The global cashew nut market is on a robust growth trajectory, projected to reach $13.4 billion by 2029 with a compound annual growth rate (CAGR) of 5.8% [1]. This expansion is fueled by rising health consciousness, the booming plant-based food sector, and increasing demand for healthy snacks worldwide. Yet, against this optimistic backdrop, Southeast Asian exporters experienced a perplexing 12.85% year-over-year decline in trade value in 2025 (Source: Alibaba.com Internal Data). This stark contradiction forms the central paradox of the modern cashew trade: a thriving global market coexists with a struggling regional export economy.
The root of this paradox lies not in waning demand, but in a profound structural imbalance within the product portfolio offered by Southeast Asian suppliers. Our platform data reveals a tale of two markets within the same industry. On one hand, Raw Cashew Nuts, the foundational commodity, are in severe shortage. Demand for this basic input surged by 20.19% month-over-month, yet its supply increased by a mere 1.23%, creating a significant gap that importers are eager to fill but cannot [2]. On the other hand, the Organic Raw Cashew Nuts segment tells a story of overzealous production. While demand for organic variants grew healthily at 12.93%, the supply exploded by a staggering 64.58% [2]. This massive overproduction has flooded the market, depressed prices, and left many exporters with unsold inventory, directly contributing to the overall trade value decline.
The Cashew Market Dichotomy: Raw vs.
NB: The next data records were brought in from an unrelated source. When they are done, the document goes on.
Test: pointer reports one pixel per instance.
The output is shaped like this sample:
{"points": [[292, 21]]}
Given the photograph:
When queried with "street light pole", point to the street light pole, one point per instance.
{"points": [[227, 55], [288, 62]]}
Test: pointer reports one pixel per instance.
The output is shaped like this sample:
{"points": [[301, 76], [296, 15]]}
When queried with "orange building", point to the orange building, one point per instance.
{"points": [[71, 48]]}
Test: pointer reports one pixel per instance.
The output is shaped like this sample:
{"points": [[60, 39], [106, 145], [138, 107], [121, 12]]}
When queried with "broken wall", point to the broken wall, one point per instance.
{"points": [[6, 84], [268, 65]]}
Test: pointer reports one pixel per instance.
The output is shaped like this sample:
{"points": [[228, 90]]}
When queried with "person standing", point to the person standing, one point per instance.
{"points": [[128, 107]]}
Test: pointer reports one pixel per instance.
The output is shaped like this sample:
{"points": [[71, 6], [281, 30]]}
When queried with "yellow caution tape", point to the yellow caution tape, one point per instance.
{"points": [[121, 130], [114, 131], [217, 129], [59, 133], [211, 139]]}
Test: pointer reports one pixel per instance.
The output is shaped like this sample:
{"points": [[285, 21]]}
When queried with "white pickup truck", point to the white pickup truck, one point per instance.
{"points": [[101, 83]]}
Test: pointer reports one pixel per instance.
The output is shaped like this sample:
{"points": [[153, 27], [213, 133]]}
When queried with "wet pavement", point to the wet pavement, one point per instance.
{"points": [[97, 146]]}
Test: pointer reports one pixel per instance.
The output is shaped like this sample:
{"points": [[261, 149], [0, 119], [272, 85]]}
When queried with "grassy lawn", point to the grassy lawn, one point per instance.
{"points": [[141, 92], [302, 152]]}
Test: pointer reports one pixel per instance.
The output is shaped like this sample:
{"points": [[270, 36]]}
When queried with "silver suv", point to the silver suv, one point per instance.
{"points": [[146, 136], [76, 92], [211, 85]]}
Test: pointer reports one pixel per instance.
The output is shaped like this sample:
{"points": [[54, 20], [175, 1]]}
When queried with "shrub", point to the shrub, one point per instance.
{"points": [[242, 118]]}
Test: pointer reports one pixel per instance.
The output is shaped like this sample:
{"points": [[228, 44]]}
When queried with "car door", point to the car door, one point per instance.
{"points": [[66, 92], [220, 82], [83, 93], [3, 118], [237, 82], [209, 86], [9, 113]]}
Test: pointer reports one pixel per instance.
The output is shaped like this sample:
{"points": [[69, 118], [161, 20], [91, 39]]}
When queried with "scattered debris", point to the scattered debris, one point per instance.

Organic
| Product Segment | Demand MoM Growth | Supply MoM Growth | Supply-Demand Ratio | Market Condition |
|---|---|---|---|---|
| Raw Cashew Nuts | +20.19% | +1.23% | 0.53 | Severe Shortage |
| Organic Raw Cashew Nuts | +12.93% | +64.58% | 2.71 | Significant Surplus |
This imbalance suggests a strategic misstep by many Southeast Asian producers. In an effort to capture the premium associated with the 'organic' label, they have disproportionately shifted their production capacity towards this segment, underestimating the persistent and powerful demand for the conventional raw product. The result is a classic case of supply chasing a trend rather than meeting a fundamental need.